What follows is excerpted from a lengthy review of Saul Friedländer’s “The Years of Extermination,” (New York, HarperCollins, 2007) by emeritus professor of sociology Werner Cohn and posted at Prof. Cohn’s Web site. It is the part that most interests us as a Zionist blog – ed.
Nowhere in Friedländer’s book is there a mention of the activities of Hitler’s one major Arab supporter during the “years of extermination”: the Mufti of Jerusalem at the time, Haj Amin al-Husseini.

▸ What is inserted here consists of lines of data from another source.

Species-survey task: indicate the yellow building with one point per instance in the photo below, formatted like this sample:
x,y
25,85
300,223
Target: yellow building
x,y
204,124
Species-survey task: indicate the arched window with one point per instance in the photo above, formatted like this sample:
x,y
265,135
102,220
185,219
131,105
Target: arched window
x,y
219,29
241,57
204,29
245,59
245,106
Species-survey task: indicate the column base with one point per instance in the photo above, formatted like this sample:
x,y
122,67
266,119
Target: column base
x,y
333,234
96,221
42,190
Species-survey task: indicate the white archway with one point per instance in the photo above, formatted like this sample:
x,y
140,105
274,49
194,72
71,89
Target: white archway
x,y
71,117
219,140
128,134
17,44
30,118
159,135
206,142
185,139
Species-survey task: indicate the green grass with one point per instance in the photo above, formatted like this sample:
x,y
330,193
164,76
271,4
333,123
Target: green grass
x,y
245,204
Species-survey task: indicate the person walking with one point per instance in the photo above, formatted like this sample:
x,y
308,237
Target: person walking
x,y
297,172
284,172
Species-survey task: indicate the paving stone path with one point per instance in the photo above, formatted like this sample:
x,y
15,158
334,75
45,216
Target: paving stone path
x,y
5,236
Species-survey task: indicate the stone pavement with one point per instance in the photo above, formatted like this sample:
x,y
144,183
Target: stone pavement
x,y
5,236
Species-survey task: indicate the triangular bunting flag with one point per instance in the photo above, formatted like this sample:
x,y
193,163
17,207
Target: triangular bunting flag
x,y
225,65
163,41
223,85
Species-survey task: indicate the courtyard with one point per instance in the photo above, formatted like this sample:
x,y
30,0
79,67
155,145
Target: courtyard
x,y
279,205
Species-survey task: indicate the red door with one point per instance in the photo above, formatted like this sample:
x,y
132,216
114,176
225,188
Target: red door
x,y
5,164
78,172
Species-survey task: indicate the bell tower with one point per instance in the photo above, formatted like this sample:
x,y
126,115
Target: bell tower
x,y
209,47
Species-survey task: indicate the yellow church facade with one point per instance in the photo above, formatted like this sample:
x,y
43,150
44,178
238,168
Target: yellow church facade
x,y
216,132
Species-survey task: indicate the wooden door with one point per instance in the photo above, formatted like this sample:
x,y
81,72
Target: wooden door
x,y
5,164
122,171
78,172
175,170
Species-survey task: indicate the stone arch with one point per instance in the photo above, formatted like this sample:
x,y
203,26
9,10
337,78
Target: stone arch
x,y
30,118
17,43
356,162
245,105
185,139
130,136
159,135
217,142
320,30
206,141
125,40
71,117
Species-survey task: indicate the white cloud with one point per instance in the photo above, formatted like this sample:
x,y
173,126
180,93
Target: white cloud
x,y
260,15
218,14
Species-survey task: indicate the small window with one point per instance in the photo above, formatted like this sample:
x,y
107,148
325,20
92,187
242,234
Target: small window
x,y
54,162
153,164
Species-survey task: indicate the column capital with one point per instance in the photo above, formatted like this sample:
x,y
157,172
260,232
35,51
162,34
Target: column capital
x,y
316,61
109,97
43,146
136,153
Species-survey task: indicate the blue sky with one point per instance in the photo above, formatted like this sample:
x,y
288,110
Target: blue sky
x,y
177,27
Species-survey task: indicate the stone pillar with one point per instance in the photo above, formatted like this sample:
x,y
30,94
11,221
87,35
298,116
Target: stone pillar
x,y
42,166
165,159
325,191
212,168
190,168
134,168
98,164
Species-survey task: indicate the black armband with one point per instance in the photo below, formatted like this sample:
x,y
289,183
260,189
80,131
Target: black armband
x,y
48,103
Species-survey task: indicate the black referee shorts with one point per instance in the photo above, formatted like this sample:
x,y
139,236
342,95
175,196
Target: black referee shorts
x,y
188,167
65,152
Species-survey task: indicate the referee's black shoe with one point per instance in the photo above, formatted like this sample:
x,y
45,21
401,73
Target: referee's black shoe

As I have already suggested, Friedländer is extraordinarily comprehensive in his list of social forces and individuals whom he considers as partially responsible for the Holocaust. He never loses sight, of course, of the major culprits, viz. Hitler and his immediate followers. But he also finds room, lots of it, for dishonorable mentions of many others: the German public, Christian religious institutions throughout the world, the governments of the West and of neutral countries like Switzerland and Sweden, the anti-Semitic man-in-the-street in just about every European country, and many others. (But Friedländer fails to mention, in a minor but curious omission from his index of villains, that the French Communist Party in the era of the Stalin-Hitler Pact did not hesitate to engage in a spot of Jew-baiting.)
Perhaps more than other writers on the Holocaust, Friedländer is insistent and repetitive in his criticism and condemnation of Jewish shortcomings during these dark years. The Jews of Palestine, with Ben- Gurion as their leader, were selfish, narrow-minded, and lacked an adequate spirit of self-sacrifice (pp. 153, 305, 596, etc.). The Jews of Europe generally? A ” sauve qui peut ” mentality (pp. 192, 355, etc.). The Jewish leaders of Amsterdam? “A wealthy Jewish haute bourgeoisie” , oblivious of its human responsibilities (p. 181). American Jewish leaders? The less said the better (pp. 85, etc.) These critical comments border on the moralistic and ahistorical. In hindsight, yes, these men and women were blind, shortsighted, and less than fully courageous. But – need I say this to a historian? – there were constraints of the times in which they lived, constraints that are just a bit too often forgotten by Friedländer.
But while these Jews, including the Jews of Palestine, cannot escape the criticisms of Friedländer, another Palestinian at the time, Haj Amin al-Husseini, Mufti of Jerusalem, enjoys the writer’s strange indulgence. Friedländer mentions the Mufti but once, on page 277, where we are told that Hitler informs him, the Mufti, that he, Hitler, would be “uncompromising” about the Jews, including the Jews of Palestine. But neither here, nor anywhere in his book, nor in the first volume of this book, does Friedländer give a hint about the Mufti’s words or the Mufti’s activities.
These activities, in brief, were pro-Nazi and anti-Semitic. There were anti-Semitic messages to Arabs who were enlisted in Allied armies, asking them to desert to avoid fighting for “the Jews” (2). The Mufti also interceded with the Germans to prevent the exchange of prisoners that could have saved thousands of Jewish children from the Holocaust. The Mufti spent the last years of the war in Berlin. While Arab writers have often tried to ignore the Mufti’s work for Hitler (3), at least one Arab scholar has written an influential study that presents the essential facts. (4)
In short, the Mufti of Jerusalem was a far more important player in the Holocaust than many of the minor figures that make up Friedländer’s index of villains. They are all given dishonorable mention – usually for good cause. But the Mufti, well known to Friedländer as we have seen, has escaped his censure. …
The Mufti’s collaboration with, and efforts for, the Nazi cause are even more damning than indicated by Prof. Cohn. During his years of exile from Palestine as a guest of Hitler during World War II, the Mufti Haj Amin al-Husseini made Arabic radio broadcasts advocating genocide against the Jews and victory for Nazi Germany, personally recruited Balkan Muslims to the SS and was a leader of an Iraqi rebellion in 1941 (directly supported by German and Italian air units) to attempt to push the British out of Iraq — an effort, that if successful, would have outflanked the British in North Africa and doomed the Jews of Palestine – Ralph Seliger.